Присутствующие насторожились, и воцарилась такая тишина, что из танцевального зала явственно долетели звуки оркестра. Танцевать еще не начинали, бал должна была открыть хозяйка, но торжественные аккорды интродукции к полонезу уже приглашали танцоров и танцорок занимать места.

— Очень любезно с вашей стороны. Салезия видели?

— Счел своим долгом прямо из дорожного экипажа явиться к пану воеводе, чтобы передать ему письмо нашего князя. Граф, ознакомившись с доверенным мне посланием, послал меня к ясновельможной сообщить новость, которую я имел счастье доложить ему. Ясновельможный князь Карл Радзивилл, по любезному предложению всероссийской императрицы, возвращается на родину и вскоре будет иметь удовольствие лично засвидетельствовать свое почтение пану воеводе и его супруге, — торжественно произнес он. — По поручению моего князя, я проеду отсюда прямо в Вильну, чтобы заняться приготовлениями к его приезду.

— Передайте вашему князю, что мы от всего сердца поздравляем его и желаем ему во всем успеха.

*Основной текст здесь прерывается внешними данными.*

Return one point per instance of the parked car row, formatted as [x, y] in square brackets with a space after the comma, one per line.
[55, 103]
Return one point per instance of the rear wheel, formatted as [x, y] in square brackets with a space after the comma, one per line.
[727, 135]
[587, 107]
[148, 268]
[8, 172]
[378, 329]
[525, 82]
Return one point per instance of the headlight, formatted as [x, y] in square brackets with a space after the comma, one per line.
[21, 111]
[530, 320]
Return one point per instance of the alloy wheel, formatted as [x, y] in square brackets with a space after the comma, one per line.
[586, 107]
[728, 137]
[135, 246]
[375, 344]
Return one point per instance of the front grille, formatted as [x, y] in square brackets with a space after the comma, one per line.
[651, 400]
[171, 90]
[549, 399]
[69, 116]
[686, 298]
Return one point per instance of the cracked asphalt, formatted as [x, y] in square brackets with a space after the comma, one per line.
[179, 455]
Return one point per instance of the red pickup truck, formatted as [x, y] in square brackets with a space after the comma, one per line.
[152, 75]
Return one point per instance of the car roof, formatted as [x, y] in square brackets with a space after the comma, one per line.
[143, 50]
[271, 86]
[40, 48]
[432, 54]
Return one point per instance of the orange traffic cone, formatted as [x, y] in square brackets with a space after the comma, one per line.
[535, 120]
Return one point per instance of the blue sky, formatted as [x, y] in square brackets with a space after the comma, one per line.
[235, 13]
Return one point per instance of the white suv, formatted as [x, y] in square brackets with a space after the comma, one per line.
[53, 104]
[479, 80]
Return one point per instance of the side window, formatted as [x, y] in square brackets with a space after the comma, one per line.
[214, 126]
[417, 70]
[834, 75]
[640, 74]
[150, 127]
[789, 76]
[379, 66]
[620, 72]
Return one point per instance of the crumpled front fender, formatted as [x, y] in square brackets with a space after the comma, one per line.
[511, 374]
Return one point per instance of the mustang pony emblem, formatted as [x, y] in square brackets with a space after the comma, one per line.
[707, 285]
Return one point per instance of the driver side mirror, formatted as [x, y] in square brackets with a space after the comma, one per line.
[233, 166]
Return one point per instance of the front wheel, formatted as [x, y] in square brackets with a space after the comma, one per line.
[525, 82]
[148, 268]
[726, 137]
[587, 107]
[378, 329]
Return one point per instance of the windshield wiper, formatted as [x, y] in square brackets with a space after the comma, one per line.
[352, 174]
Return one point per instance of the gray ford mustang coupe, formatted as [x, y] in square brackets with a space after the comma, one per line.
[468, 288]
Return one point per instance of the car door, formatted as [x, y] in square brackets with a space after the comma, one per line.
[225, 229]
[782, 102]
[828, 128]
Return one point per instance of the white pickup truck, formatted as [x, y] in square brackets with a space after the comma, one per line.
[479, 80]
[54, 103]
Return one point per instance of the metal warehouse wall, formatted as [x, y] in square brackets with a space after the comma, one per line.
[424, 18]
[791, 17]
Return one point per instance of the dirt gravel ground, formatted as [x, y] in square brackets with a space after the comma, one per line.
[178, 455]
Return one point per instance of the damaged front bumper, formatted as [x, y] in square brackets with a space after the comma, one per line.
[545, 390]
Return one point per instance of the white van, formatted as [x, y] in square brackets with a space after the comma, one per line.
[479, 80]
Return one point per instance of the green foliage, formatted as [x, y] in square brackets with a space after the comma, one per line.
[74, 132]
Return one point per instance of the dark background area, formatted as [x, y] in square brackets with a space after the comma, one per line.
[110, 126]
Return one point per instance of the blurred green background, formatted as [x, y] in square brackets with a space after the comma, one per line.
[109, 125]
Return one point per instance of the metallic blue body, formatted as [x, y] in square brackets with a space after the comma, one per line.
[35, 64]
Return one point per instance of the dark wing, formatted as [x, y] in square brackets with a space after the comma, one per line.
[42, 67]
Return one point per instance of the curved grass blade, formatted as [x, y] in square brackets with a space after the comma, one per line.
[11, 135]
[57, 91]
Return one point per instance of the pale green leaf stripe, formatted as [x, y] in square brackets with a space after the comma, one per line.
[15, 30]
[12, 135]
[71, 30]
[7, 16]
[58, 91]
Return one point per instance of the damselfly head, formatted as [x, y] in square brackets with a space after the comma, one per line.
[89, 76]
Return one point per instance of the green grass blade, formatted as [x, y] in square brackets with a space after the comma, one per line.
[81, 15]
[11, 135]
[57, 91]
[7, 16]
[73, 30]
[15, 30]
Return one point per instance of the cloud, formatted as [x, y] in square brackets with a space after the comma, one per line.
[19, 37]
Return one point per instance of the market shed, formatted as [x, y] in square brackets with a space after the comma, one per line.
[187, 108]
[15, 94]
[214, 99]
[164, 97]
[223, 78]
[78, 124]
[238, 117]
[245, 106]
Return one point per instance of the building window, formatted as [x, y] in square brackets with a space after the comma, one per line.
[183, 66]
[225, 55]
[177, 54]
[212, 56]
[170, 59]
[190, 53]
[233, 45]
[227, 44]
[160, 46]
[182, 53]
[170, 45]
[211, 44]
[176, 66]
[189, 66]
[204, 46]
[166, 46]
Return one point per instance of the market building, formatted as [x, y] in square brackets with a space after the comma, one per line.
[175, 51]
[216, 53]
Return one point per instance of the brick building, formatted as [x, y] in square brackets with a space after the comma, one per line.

Дайте мне вашу руку, я с вами открою бал, который должен служить предзнаменованием успеха всех наших предприятий. Прошу, мои пани, следовать за нами, — обратилась Потоцкая к окружающим. — Кавалеры давно ждут и теряют терпение.

С этими словами она положила свою руку на ладонь, которую поспешил подставить ей посланец князя Радзивилла, и величавою поступью направилась через анфиладу покоев, освещенных тысячами свеч в люстрах и канделябрах. За нею последовало остальное общество.

При появлении блестящего шествия публика, наполнявшая прочие покои, присоединялась к нему и шла дальше, перекидываясь оживленными замечаниями относительно услышанной новости, а вскоре весь замок узнал, что «пане Коханку» помирился с русской императрицей и возвращается на родину. Это известие радовало всех и располагало к веселью. Даже старики повылезли из-за карточных столов и пустились в пляс.